Nome: Inocentes em Progresso
Fundação: 1899
Primeiro desfile: carnaval de 1900
Último desfile: carnaval de 1988
Fundadores: Inácio Martins Angra, Emílio Cassiano
da Silva, Florentino Silva e Isidro Queiroz Monteiro
Outro clube que merece destaque é o Innocentes em Progresso. Ainda que nem sempre tenha se equiparado ao Cruz Vermelha e ao Fantoches em termos de luxo ou favoritismo na conquista das competições de melhor clube carnavalesco, o Innocentes deixou a sua marca no Carnaval de Salvador como um clube que sempre apostou na originalidade, com desfiles que se diferenciavam dos outros grandes préstitos. A imprensa sempre o bajulou muito, considerando-o um “grande clube” e dispensando a ele a mesma atenção que para os demais.

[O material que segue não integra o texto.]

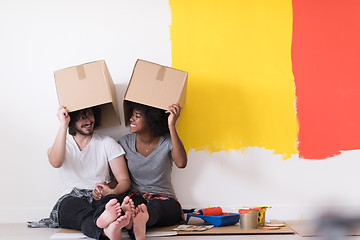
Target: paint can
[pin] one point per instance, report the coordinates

Fundado em 1899 e desfilando pela primeira vez em 1900, o Innocentes foi criado por um grupo de comerciantes de menor poder aquisitivo, que, pelo que consta nos registros da imprensa, seriam dissidentes do Fantoches da Euterpe. Sua estreia foi bastante comentada, já que desfilaram pelas ruas centrais da cidade cinquenta homens fantasiados de bebês. Esta fantasia inusitada se transformaria na marca do clube.
O Innocentes surge no vácuo deixado pelo Cruz Vermelha e pelo Fantoches e aproveita muito bem da situação, sendo considerado, já em 1902, o destaque do carnaval.
Neste ano eles homenagearam Santos Dumont e fecharam o desfile com seus emblemáticos bebês.
Os Innocentes em Progresso enviaram-nos um programma da organização de seu préstito que percorrerá as ruas hoje e terça-feira, tendo à frente luzida charanga.
Em seguida a esta irão um arauto, dois clarins, um carro em homenagem a Santos Dumont, carro da Estrella Dalva e Lua, com duas gentis creanças ante a figura de Santos Dumont sobre o globo terráqueo; a Gloria, o astro rei, o carro do estandarte, um carro com uma grande águia, dominando um trophéo de bandeiras de todas as nações, cavalheiros, guarda de honra, no carro com o balão Dumont n.8, duas criancinhas symbolizando o norte e o sul da República Brasileira e finalmente os carros dos bebês etc.
[Diário da Bahia, 09/02/1902]
A imprensa, contumaz apoiadora da campanha civilizatória na Bahia, viu no Innocentes um aliado potencial para este projeto e não cansou de enaltece-lo e o incentivá-lo a seguir os passos dos grandes clubes que o antecederam. Esse empurrãozinho foi fundamental para que o clube não apenas se tornasse cada vez mais popular entre os foliões, mas também investisse cada vez mais esforços para a beleza das suas apresentações públicas. Em agradecimento a este apoio explícito, no ano de 1903 o clube presta uma homenagem à imprensa com um carro alegórico que trazia todas as capas dos jornais locais confeccionados em cetim.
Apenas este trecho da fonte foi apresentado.